We further attempted to investigate if the fit could be improved by including Morocco_Iberomaurusian as a fifth source46, but no three-, four- or five-way mixture with this last component produced significant results (Supplementary Table S3).

Mycobacterium tuberculosis

A palaeopathological study carried out on the Pompeian individual diagnosed spinal tuberculosis (Pott's disease) (Table 2) on the basis of diagnostic morphological markers such as a large lytic destruction on the upper anterior half of the fourth lumbar vertebra L4 (Fig. 4). Moreover, the digital radiograph analysis shows erosion in the antero-superior portion of the vertebral body, with a reduced downward cortical rim and a bowl-shaped appearance (Fig. 4). All the other vertebral osteitis that can cause similar lesions (pyogenic osteomyelitis, actinomycosis, metastatic neoplasms, osteoporosis, brucellosis and extrapulmonary tuberculosis71) have been excluded for the following reasons.

Table 2 Differential diagnosis of tuberculosis in individual A from “Casa del Fabbro”. nd: characteristic not determinable.
Figure 4
figure 4

Photography and digital radiograph of the fourth lumbar vertebra (L4) affected by tuberculous spondylodiscitis of the individual A.

Pyogenic osteomyelitis may cause lytic lesions of vertebral bodies, with a predilection for the lumbar spine; however, the spinous process and neural arch are often involved, and lesions often show marked new bone proliferation71. Actinomycosis is characterized by large and spheroid lesions surrounded by reactive new bone; the vertebral column is affected in a way quite different from that of any other form of infection72. Metastatic neoplasia first affects the peduncles, neural arches and spinous processes with circular lytic lesions, and later the vertebral body. Osteoporosis, the most frequent demineralizing disease, can produce vertebral fracture and collapse due to bone demineralization73 and normally affects aged people. The brucellar spondylitis, a consequence of brucellosis, a highly contagious zoonosis caused by ingestion of milk or infected meat, has an evolution similar to Pott's disease (extrapulmonary tuberculosis), so much so as to be called pseudo-Pott. It involves destructive vertebral lesions and formation of ossifluent abscesses. Moreover, at digital radiograph analyses, brucellar spondylitis shows disseminated decalcification, irregular erosions at the vertebral edges with the typical destruction of the upper anterior angle of one or more contiguous vertebrae, reduction of the intervertebral space up to the fusion between two contiguous vertebrae and the Pedro-i-Pons sign74 (osteosclerotic semicircle around the osteolysis area of the upper antero-vertebral angle, typical of brucellar spondylitis). The digital radiography image shows no sign of Pedro-i-Pons (Fig. 4), and the case fully matches the palaeopathological and radiological criteria for tuberculosis proposed by Buikstra and Roberts74.

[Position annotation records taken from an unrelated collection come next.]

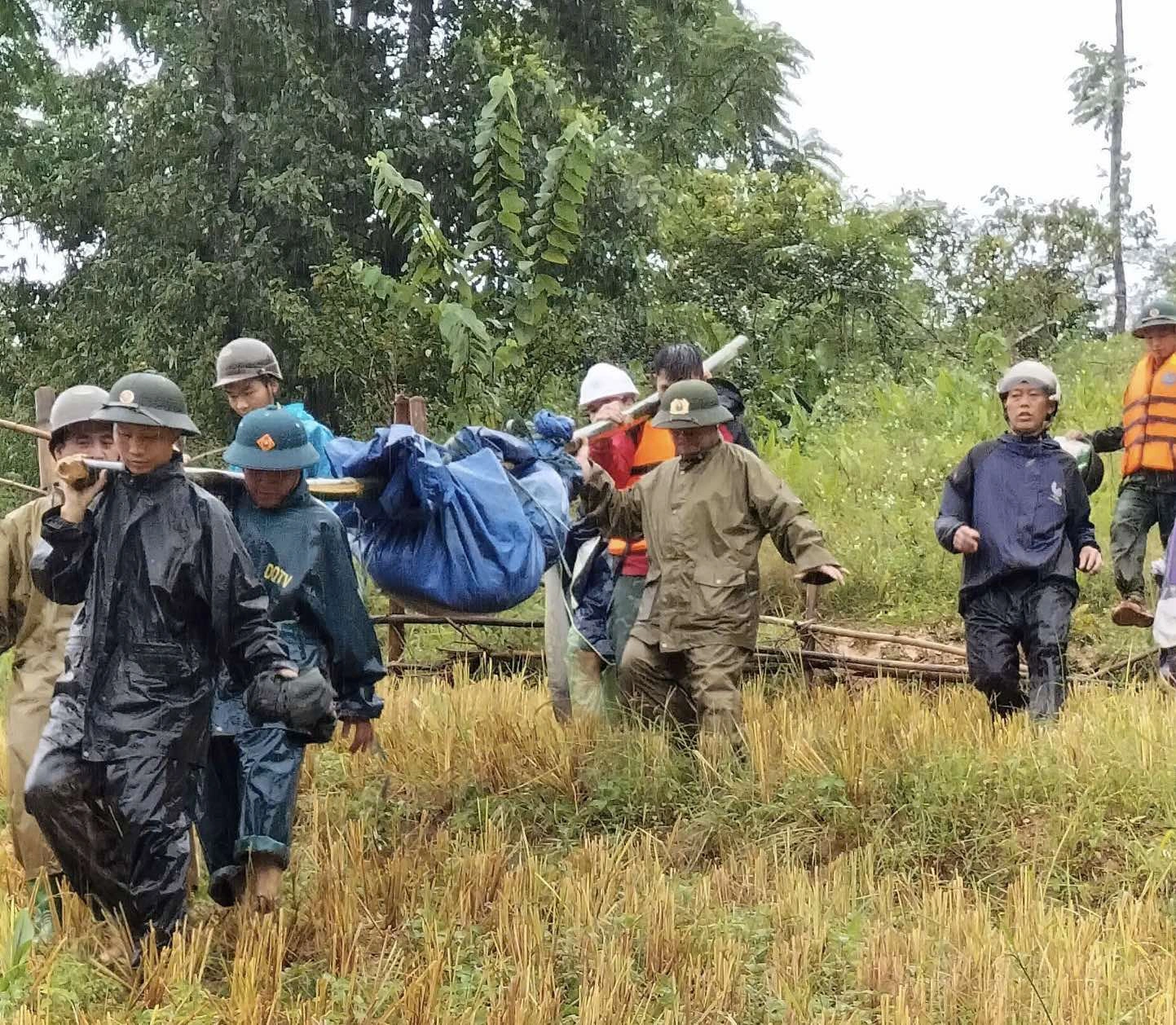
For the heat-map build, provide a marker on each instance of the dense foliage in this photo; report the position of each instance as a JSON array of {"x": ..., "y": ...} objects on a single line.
[{"x": 474, "y": 200}]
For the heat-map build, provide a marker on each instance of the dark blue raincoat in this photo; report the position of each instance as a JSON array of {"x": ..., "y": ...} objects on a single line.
[
  {"x": 251, "y": 781},
  {"x": 170, "y": 596}
]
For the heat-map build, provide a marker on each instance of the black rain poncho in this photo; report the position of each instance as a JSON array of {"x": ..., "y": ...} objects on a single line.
[
  {"x": 170, "y": 595},
  {"x": 251, "y": 782}
]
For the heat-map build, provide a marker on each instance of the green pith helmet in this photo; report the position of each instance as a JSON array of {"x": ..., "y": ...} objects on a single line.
[
  {"x": 244, "y": 359},
  {"x": 690, "y": 403},
  {"x": 148, "y": 400},
  {"x": 74, "y": 406},
  {"x": 271, "y": 438},
  {"x": 1156, "y": 313}
]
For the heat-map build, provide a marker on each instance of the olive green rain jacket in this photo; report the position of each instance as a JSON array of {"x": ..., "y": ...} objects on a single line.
[
  {"x": 703, "y": 521},
  {"x": 36, "y": 629}
]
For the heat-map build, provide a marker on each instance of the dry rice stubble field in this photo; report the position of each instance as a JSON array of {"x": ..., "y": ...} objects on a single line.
[{"x": 886, "y": 857}]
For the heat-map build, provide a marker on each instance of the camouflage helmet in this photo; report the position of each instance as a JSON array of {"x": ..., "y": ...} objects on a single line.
[
  {"x": 690, "y": 403},
  {"x": 77, "y": 404},
  {"x": 244, "y": 359},
  {"x": 148, "y": 400},
  {"x": 1156, "y": 313}
]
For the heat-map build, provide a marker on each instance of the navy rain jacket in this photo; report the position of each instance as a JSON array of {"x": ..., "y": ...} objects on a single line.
[{"x": 1027, "y": 499}]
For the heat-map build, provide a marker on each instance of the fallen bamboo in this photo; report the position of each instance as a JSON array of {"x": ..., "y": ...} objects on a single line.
[
  {"x": 24, "y": 428},
  {"x": 865, "y": 635},
  {"x": 833, "y": 660},
  {"x": 21, "y": 486}
]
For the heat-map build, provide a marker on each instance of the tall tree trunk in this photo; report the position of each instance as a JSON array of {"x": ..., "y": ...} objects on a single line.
[{"x": 1119, "y": 88}]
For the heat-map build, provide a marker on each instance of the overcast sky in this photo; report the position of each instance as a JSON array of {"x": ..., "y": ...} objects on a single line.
[{"x": 954, "y": 97}]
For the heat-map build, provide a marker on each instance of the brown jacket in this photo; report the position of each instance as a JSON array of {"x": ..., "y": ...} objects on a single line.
[
  {"x": 703, "y": 522},
  {"x": 36, "y": 629}
]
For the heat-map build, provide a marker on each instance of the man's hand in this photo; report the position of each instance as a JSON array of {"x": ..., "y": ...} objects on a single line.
[
  {"x": 583, "y": 460},
  {"x": 966, "y": 539},
  {"x": 1090, "y": 560},
  {"x": 363, "y": 733},
  {"x": 610, "y": 413},
  {"x": 80, "y": 489},
  {"x": 822, "y": 575}
]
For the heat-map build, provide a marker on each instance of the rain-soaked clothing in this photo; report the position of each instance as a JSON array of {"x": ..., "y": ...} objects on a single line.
[
  {"x": 36, "y": 629},
  {"x": 1146, "y": 499},
  {"x": 1027, "y": 499},
  {"x": 170, "y": 596},
  {"x": 1032, "y": 614},
  {"x": 251, "y": 780},
  {"x": 703, "y": 520}
]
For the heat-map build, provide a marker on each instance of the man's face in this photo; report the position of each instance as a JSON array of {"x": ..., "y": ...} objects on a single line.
[
  {"x": 693, "y": 440},
  {"x": 92, "y": 440},
  {"x": 621, "y": 401},
  {"x": 1161, "y": 342},
  {"x": 1028, "y": 408},
  {"x": 270, "y": 488},
  {"x": 143, "y": 449},
  {"x": 257, "y": 393}
]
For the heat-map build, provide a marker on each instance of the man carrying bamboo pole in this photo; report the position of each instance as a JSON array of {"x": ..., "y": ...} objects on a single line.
[
  {"x": 170, "y": 595},
  {"x": 703, "y": 514},
  {"x": 36, "y": 628},
  {"x": 299, "y": 549},
  {"x": 1017, "y": 510}
]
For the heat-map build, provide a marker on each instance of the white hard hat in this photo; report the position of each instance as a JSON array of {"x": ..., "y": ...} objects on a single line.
[
  {"x": 1030, "y": 372},
  {"x": 605, "y": 381}
]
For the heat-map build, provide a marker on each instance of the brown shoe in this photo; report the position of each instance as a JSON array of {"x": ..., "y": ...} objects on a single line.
[{"x": 1130, "y": 613}]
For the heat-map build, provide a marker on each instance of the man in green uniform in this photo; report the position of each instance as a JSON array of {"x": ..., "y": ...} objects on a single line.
[
  {"x": 703, "y": 515},
  {"x": 34, "y": 627}
]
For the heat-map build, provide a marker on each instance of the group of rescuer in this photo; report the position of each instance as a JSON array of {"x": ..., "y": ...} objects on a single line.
[{"x": 173, "y": 651}]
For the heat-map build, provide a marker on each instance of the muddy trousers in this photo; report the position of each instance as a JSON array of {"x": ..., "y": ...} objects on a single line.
[
  {"x": 26, "y": 721},
  {"x": 120, "y": 830},
  {"x": 696, "y": 692},
  {"x": 1146, "y": 499},
  {"x": 1027, "y": 614},
  {"x": 247, "y": 804}
]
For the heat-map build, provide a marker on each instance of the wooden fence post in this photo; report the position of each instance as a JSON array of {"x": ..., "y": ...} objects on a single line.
[
  {"x": 42, "y": 403},
  {"x": 397, "y": 631}
]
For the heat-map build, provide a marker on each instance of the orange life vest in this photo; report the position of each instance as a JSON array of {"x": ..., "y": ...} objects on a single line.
[
  {"x": 654, "y": 447},
  {"x": 1149, "y": 417}
]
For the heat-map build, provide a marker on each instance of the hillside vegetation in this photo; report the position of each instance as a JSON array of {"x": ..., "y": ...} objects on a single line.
[{"x": 887, "y": 856}]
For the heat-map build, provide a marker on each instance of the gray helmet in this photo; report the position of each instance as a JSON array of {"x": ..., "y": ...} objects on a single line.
[
  {"x": 1157, "y": 313},
  {"x": 244, "y": 359},
  {"x": 690, "y": 403},
  {"x": 148, "y": 400},
  {"x": 77, "y": 404}
]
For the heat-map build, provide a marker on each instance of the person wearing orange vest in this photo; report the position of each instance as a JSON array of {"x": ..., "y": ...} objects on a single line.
[
  {"x": 1147, "y": 497},
  {"x": 628, "y": 455},
  {"x": 603, "y": 393}
]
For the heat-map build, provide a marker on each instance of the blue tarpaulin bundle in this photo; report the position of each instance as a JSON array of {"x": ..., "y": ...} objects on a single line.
[{"x": 469, "y": 526}]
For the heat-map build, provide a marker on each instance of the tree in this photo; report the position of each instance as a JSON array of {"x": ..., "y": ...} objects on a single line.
[{"x": 1099, "y": 88}]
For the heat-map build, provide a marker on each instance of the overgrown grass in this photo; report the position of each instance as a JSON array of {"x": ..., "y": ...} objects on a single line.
[
  {"x": 871, "y": 464},
  {"x": 887, "y": 856}
]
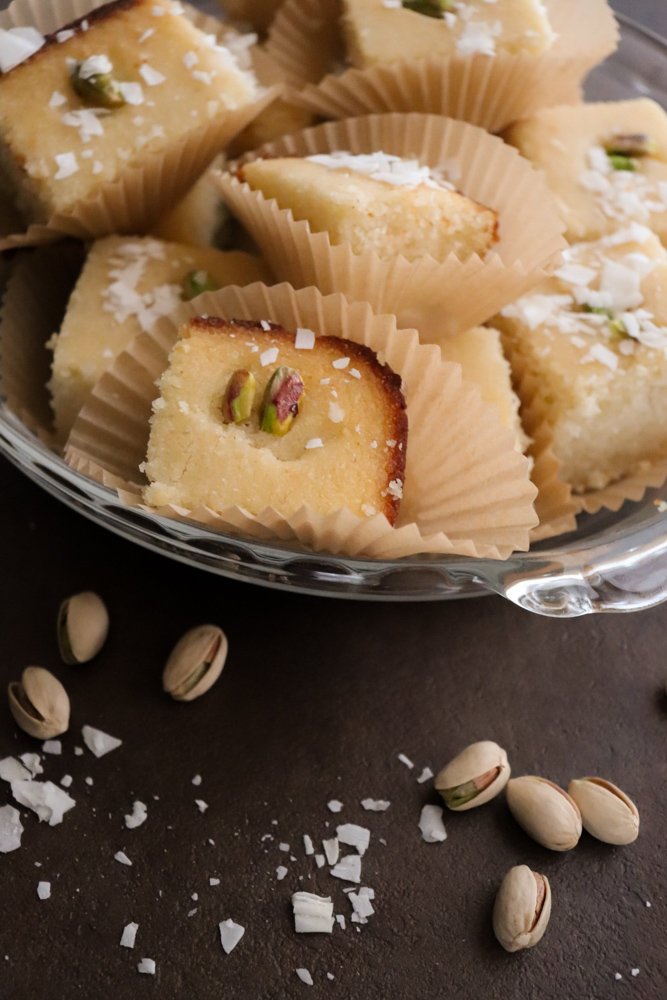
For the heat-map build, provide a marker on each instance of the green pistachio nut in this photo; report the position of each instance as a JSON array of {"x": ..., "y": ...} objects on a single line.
[
  {"x": 92, "y": 80},
  {"x": 196, "y": 283},
  {"x": 239, "y": 397},
  {"x": 281, "y": 401}
]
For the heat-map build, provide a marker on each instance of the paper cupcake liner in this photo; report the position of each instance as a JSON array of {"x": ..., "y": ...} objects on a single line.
[
  {"x": 135, "y": 199},
  {"x": 488, "y": 91},
  {"x": 467, "y": 491},
  {"x": 437, "y": 298},
  {"x": 556, "y": 504},
  {"x": 32, "y": 310}
]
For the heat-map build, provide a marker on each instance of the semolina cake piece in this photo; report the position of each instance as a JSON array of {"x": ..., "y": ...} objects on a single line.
[
  {"x": 386, "y": 31},
  {"x": 594, "y": 339},
  {"x": 480, "y": 353},
  {"x": 125, "y": 286},
  {"x": 134, "y": 78},
  {"x": 315, "y": 421},
  {"x": 605, "y": 163},
  {"x": 377, "y": 202}
]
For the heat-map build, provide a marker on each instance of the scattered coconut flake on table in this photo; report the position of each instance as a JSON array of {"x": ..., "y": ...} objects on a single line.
[
  {"x": 43, "y": 797},
  {"x": 331, "y": 849},
  {"x": 44, "y": 890},
  {"x": 13, "y": 770},
  {"x": 431, "y": 825},
  {"x": 375, "y": 805},
  {"x": 10, "y": 829},
  {"x": 138, "y": 816},
  {"x": 230, "y": 935},
  {"x": 312, "y": 914},
  {"x": 348, "y": 868},
  {"x": 98, "y": 742},
  {"x": 32, "y": 762},
  {"x": 129, "y": 935}
]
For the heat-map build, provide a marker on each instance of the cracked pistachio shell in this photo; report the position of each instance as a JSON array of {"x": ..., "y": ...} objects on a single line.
[
  {"x": 545, "y": 811},
  {"x": 83, "y": 624},
  {"x": 195, "y": 663},
  {"x": 520, "y": 916},
  {"x": 606, "y": 812},
  {"x": 39, "y": 703},
  {"x": 477, "y": 775}
]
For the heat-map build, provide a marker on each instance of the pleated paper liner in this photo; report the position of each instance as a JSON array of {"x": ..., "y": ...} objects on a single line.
[
  {"x": 467, "y": 491},
  {"x": 32, "y": 310},
  {"x": 490, "y": 91},
  {"x": 556, "y": 504},
  {"x": 436, "y": 298},
  {"x": 135, "y": 199}
]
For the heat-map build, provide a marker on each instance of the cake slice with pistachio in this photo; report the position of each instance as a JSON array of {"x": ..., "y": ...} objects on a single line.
[
  {"x": 132, "y": 79},
  {"x": 605, "y": 163},
  {"x": 126, "y": 285},
  {"x": 253, "y": 415}
]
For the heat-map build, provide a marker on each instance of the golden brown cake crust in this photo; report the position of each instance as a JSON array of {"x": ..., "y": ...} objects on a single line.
[{"x": 364, "y": 358}]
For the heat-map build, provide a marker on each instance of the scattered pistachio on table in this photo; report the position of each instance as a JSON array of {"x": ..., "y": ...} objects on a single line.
[
  {"x": 545, "y": 811},
  {"x": 195, "y": 663},
  {"x": 522, "y": 908},
  {"x": 83, "y": 624},
  {"x": 606, "y": 812},
  {"x": 39, "y": 703},
  {"x": 477, "y": 775}
]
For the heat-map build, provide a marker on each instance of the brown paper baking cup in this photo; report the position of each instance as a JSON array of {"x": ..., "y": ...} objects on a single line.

Extrapulmonary tuberculosis can cause characteristic skeletal changes, such as collapse of the vertebrae (Pott's disease), periosteal reactive lesions, and osteomyelitis.

Accordingly, the most probable diagnosis for Individual A from Casa del Fabbro is spinal TB (Pott's disease) (Table 2), the most common type of tuberculosis involving the bony elements, and one of the most common and devastating diseases in human history75. The partial preservation of the lumbar spine does not allow us to observe if the lesions also affected the L3 which has not been recovered. Nevertheless, the degree of extension of the lesion on the upper body of L4 prompts us to think that the lower body of L3 was also probably affected. The importance of this case is also because skeletal injuries, the only events that can be identified in an archaeological context, occur only in a minority of cases. Pre-antibiotic data suggest that about 3–5% of TB cases show bone alterations74.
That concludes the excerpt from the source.